Dikkat edilirse bu araştırmayı yapma iradesi ruhun elinde olmakla beraber, söz konusu araştırmayı yapabilmesi, ancak ve ancak beynin faaliyetlerinin gerçekleşmesiyle mümkün olabilmektedir. Diğer bir deyişle ruhun bu isteğini gerçekleştirebilmesi vücudun beyin organını kullanması ile mümkündür.
Ruhun etkiye karşı nasıl bir tepki göstereceği hususunda kendisini etkileyen ikinci etken ise Kötü Nefis yani Şeytan’dır. Şeytanın ruhu etkilemesi, daha önce bahsedilen etkilemeden farklıdır ki öncekiler ruhun talimatları ile meydana gelirken şeytanın ruhu etkilemesi direkt olarak gerçekleşmekte, ruhun buna bir engeli söz konusu olamamaktadır. Ruhun direkt olarak engel olamadığı şeytana dolaylı olarak engel olabilmesi mümkündür ve Allah (CC)’ın emridir.
Bu dolaylı olarak engel olabilme şekli, bundan önce bahsedilen beynin akıl yani düşünme ünitesinin kullanılması sayesinde olacaktır. Doğruların, yanlışların ve yaşayışta neleri referans alacağının kendisine bildirilmiş olduğu ruh, daha önce işleyişinin nasıl yapıldığının anlatıldığı gibi, beynin düşünme ünitesini kullanmakla, doğrulara ulaşmakla, şeytanî duyguları mat etmekle ve sonuçta doğruları uygulamakla Allah (CC) katında mükelleftir. Araf Suresinin 15. ve İsra Suresinin 63. ayetlerinde belirtildiği gibi şeytana kıyamete kadar insanları kandırma yetkisi verilmiş olsa bile Zuhruf Suresinin 62. ayetinde olduğu gibi insana da şeytanı dinlememesi Allah (CC) tarafından defalarca emredilmiştir.
Ruh-Vücut ilişkisi hususuna kısaca bu şekilde değindikten sonra, Ruh-Vücut bütünlüğünü oluşturan elemanların bu bütünlük içerisindeki görevlerini ayrı ayrı ele almakta fayda vardır.

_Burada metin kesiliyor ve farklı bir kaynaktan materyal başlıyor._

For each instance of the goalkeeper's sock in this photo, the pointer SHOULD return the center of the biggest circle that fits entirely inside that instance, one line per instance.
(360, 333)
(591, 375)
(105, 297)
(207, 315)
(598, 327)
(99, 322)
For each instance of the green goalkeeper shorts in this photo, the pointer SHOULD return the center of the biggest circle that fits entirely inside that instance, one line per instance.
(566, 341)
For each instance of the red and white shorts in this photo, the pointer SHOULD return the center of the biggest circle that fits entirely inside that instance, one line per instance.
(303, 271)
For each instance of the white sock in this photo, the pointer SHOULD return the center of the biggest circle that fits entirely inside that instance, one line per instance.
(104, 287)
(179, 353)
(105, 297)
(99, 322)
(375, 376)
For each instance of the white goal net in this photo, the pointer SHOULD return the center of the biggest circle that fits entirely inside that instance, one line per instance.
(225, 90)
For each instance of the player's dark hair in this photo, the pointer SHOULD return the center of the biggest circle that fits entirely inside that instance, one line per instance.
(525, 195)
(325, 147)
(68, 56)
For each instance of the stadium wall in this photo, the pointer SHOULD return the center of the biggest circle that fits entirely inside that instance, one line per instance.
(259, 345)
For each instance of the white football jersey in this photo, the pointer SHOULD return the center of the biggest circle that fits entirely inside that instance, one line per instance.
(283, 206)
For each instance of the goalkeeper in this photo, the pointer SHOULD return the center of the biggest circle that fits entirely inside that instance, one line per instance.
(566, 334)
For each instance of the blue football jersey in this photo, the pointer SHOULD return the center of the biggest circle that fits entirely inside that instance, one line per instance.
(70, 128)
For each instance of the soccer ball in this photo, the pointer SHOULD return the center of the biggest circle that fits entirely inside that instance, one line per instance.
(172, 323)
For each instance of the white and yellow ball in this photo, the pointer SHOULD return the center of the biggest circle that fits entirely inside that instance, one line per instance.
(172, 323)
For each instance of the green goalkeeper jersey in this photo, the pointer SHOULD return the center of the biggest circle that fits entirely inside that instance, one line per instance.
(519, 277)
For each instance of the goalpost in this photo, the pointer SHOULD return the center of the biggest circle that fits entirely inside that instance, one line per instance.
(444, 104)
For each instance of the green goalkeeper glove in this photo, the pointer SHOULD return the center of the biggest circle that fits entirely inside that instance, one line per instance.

Bu unsurları tek tek ele alarak açıklamaya çalışalım:

a) İÇ VE DIŞ ETKENLER
Bu etkenler zaten mevcut olup insanın ömrü boyunca gördükleri, duydukları, yaşadıkları ve benzeri etkenler olup, ruh, bunların mahiyetini vücudun duyu organları vasıtasıyla anlayabilmektedir. Her bir etken, onunla görevli olan duyu organı vasıtasıyla beyne gelen bilgi sinyalleri ile algılanabilir. Mesela görme olayı göz organı vasıtasıyla gerçekleşecektir ki bu durumda gözü sağlam olmayan bir insanın görme olayını yaşaması beklenemez.

b) DUYU ORGANLARI
İnsanı ömür boyunca etkileyen etkenleri algılamakla görevli bu organlar, ruhun beyne, beynin de kendilerine emir vermesi sonucu yaptıkları duyum yani algı işini yine beyin vasıtasıyla ruha bildirirler. Vücudun kan pompası görevini yürüten kalbin, aktardığı kandan enerji alarak canlı kalan duyu organları, beyinden emir alarak faaliyet gösterir ve faaliyetleri sonucu elde ettikleri bulguları yine beyne gönderirler.
Tıp ilmi, duyu organları ile beyin arasındaki ilişkiyi sinir hücrelerinin gerçekleştirdiğini (sağladığını) tespit etmiştir. Duyu organları beş tane olup, bunlar göz, kulak, burun, dil ve deridir. Görme, işitme, koklama, tatma, ve dokunma duyularını gerçekleştirirler. Dikkat edilirse bu organlar vücudun dış yüzeyini tamamen kaplamışlardır. Bu durum, duyu organlarının dış dünya ile bağlantı oluşturduklarının bir ispatı gibidir.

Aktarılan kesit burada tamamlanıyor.